Un señor de 43 años con unos ingresos de 60.000 euros brutos anuales puede adquirir hoy en España una vivienda de 250.000 euros con una hipoteca de 200.000 a pagar en 30 años. El BBVA, por ejemplo, le aplicaría un TAE del 2,31% con cuotas mensuales de 714 euros.

O sea, un ciudadano puede asumir una deuda equivalente al 333% de su PIB, pero un país no puede superar el 60%. Es tan absurdo ahora como lo era en 2009, pero hoy los que saben hacen la vista gorda; afortunadamente.

Y digo afortunadamente porque la nueva deuda se destinará a reforzar los programas sociales y sanitarios, cuya fragilidad como problema estructural del sistema ha quedado al desnudo en esta crisis.
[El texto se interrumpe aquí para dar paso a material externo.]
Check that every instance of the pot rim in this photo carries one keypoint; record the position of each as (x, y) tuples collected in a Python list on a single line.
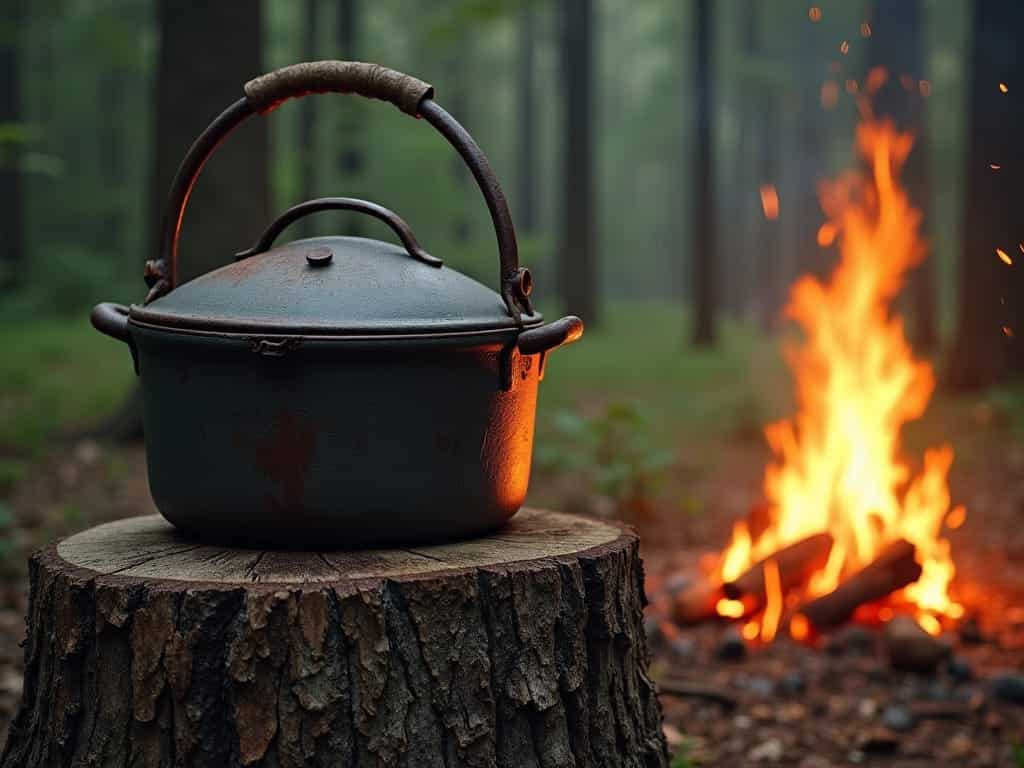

Qué más da si la deuda pública española sube hasta el 113% como especula el FMI. Si la máquina de fabricar dinero se combina con una moderación de los regalos fiscales a las empresas –80.000 millones anuales, como recordó el siempre didáctico Antón Costas el domingo pasado en televisión--, puede que ni siquiera lleguemos a esos niveles.

Esto es como una guerra, efectivamente. La mayor cota de deuda pública de la historia de España se registró durante el esfuerzo colonial de las dos guerras de Cuba; el segundo lugar en ese penoso ránking se alcanzó en la posguerra de los 40 del siglo pasado, mientras que en 2008 llegamos a otro récord. Parece que estamos a punto de anotar la cuarta marca.

¿Merece la pena endeudar a nuestros hijos y nietos con tal de mantener el Estado de dignidad, un pasito más allá que el Estado del bienestar?